HHHedo / IBMIL

CVPR 2023 Highlight
72 stars 9 forks source link

TCGA Dataset Training and Testing Distributions #16

Closed bryanwong17 closed 8 months ago

bryanwong17 commented 8 months ago

Hi, could you please share with me the distribution of slides used for training and testing in the TCGA dataset, along with their respective labels? From my understanding, the patches were obtained from the DSMIL authors. Is it correct that you followed their approach to create the distributions?

I noticed that it's mentioned there are a total of 836 training slides and 210 testing slides. However, upon examining the TEST_ID.csv file from this link, I observed that there are 214 testing slides. Could you provide clarification on this? And also which slides are used for training? Thank you!

HHHedo commented 8 months ago

I create the training and test slides follow the dsmil's code, and the results are here.

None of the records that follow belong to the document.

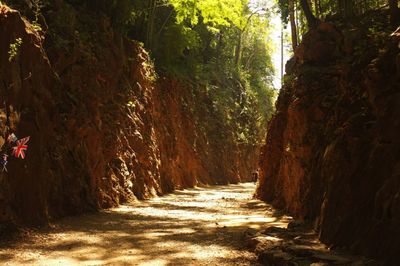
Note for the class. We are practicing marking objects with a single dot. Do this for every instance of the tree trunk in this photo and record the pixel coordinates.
(238, 53)
(293, 24)
(394, 13)
(312, 21)
(346, 8)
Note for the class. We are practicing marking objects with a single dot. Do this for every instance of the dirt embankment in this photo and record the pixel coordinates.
(332, 152)
(104, 129)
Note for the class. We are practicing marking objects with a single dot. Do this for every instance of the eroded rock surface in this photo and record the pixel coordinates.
(104, 129)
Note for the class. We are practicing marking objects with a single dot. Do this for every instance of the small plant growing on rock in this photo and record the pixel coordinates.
(14, 49)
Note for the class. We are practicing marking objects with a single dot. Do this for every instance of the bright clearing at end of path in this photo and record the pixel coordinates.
(200, 226)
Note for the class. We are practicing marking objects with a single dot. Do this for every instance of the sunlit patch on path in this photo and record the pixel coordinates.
(200, 226)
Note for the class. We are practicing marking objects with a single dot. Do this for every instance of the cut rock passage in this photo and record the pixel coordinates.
(200, 226)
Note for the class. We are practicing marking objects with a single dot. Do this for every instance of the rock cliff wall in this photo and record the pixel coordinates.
(104, 128)
(333, 147)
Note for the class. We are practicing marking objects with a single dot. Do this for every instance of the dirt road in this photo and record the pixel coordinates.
(200, 226)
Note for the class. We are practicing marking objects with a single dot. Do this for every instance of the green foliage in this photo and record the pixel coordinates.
(14, 49)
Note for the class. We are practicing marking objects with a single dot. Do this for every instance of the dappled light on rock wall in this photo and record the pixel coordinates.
(202, 226)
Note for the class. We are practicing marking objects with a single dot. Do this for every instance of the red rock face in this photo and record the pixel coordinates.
(332, 150)
(103, 130)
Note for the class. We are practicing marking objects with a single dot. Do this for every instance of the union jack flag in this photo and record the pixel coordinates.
(19, 150)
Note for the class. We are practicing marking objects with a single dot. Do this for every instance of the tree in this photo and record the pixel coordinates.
(394, 13)
(312, 21)
(293, 26)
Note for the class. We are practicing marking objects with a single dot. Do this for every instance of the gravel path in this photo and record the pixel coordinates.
(200, 226)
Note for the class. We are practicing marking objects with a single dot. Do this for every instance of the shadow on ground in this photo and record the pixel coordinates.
(201, 226)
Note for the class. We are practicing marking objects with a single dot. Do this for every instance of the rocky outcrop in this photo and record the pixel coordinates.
(104, 129)
(332, 150)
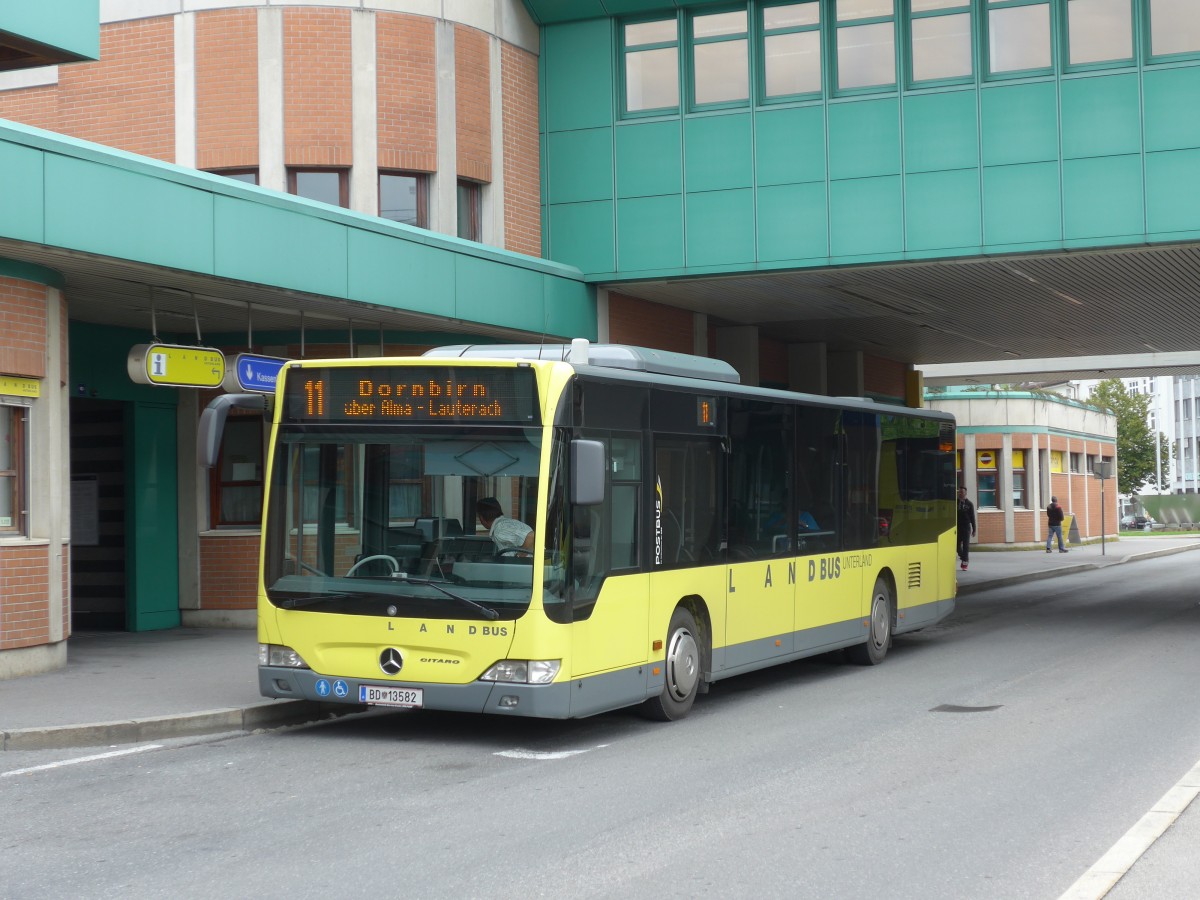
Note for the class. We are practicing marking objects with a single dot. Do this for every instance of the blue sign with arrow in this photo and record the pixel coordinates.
(253, 373)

bryanwong17 commented 8 months ago

Thank you for your reply. But the results here contains all training and testing slides. Could you let me know which slides are used for training/testing?

HHHedo commented 8 months ago

Please refer to the code.

bryanwong17 commented 8 months ago

Thank you!

bryanwong17 commented 8 months ago

Just wanted to double-check: Does the label 0 represent LUAD, and 1 represent LUSC in this?